The tongue pressures were significantly lower in patients with pneumonia than in patients without pneumonia. Low tongue pressure is considered to be a risk factor for pneumonia. The hazard ratio of pneumonia onset reveals that patients with low tongue pressure were at higher risk for pneumonia, even after adjusting for the severity of stroke (NIHSS score at admission). The relationship between low tongue pressure and pneumonia onset might be explained by the presence of swallowing dysfunction.

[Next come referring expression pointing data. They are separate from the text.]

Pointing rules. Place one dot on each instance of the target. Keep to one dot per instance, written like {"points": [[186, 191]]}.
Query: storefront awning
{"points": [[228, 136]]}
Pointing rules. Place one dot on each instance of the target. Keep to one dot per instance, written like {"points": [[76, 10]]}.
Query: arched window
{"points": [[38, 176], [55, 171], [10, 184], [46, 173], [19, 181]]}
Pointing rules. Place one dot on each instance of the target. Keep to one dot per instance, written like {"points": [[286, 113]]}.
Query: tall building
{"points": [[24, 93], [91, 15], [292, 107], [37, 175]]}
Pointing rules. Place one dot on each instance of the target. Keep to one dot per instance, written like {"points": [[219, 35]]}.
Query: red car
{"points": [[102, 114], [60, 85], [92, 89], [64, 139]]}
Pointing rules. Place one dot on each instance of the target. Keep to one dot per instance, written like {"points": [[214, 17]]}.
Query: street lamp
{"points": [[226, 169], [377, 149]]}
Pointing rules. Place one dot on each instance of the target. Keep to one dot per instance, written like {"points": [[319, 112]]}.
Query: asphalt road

Tongue pressure improved favorably over the first 2 weeks of admission in this study. The onset rate of pneumonia was significantly higher in the group without improvement of tongue pressure than in the group with tongue pressure improvement. It has also been reported that tongue exercise in stroke patients significantly increases tongue pressure and reduced penetration [23]. In this study, all subjects underwent rehabilitation as appropriate. Especially, swallowing training was performed intensively in the patients who showed swallowing dysfunction. Rehabilitation could have affected the results. Rehabilitation towards an increase in tongue pressure may improve swallowing function, thus decreasing the risk of pneumonia. Tongue pressure and its recovery may thus be a replicable and objective tool for predicting pneumonia occurrence. However, it is not clear which type of rehabilitation is effective to improve swallowing function. Further prospective studies are needed to evaluate the influence of swallowing training on increased tongue pressure.

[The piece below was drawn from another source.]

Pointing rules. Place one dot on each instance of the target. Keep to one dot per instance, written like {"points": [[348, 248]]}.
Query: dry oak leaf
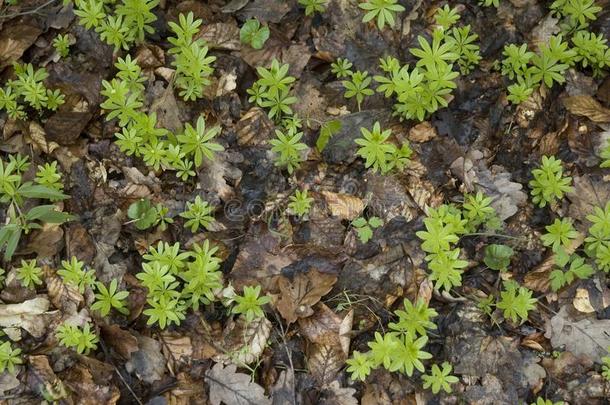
{"points": [[298, 295], [26, 315], [587, 106], [229, 387], [334, 394], [344, 206], [244, 340], [325, 361], [587, 337]]}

This study had several limitations. First, the tongue pressure may not be accurately evaluated in patients with a disturbance of consciousness, aphasia, or attention disorders. Regardless of tongue function, these conditions usually increase the risk of aspiration and pneumonia. In this study, we excluded patients in a coma, but included patients with a mild disturbance of consciousness, aphasia, or attention disorders, which limited the potential for selection bias. The modified MASA score includes factors such as consciousness, aphasia, and communication ability. Tongue pressure may decrease in association with a low modified MASA score and thus reflect the risk of swallowing dysfunction. A hybrid evaluation of modified MASA scores and tongue pressures may improve the assessment of swallowing function. Second, tongue pressures cannot reflect all functions of swallowing. Videofluoroscopic examination has been used for evaluating aspiration but has limitations, such as exposure to radiation and difficulties in conducting examinations in disabled patients and analyzing the biomechanics of swallowing organs [24]. Additionally, it is not possible to perform videofluoroscopic examinations for all acute stroke patients. Therefore, it is important that the risk of swallowing dysfunction be accurately evaluated using a combination of simple modalities such as ultrasonography for bedside assessment [25].

Conclusions

Tongue pressure is a sensitive indicator for predicting pneumonia in acute stroke patients. Therefore, as a bedside assessment tool, tongue pressure measurements may be helpful for evaluating swallowing function.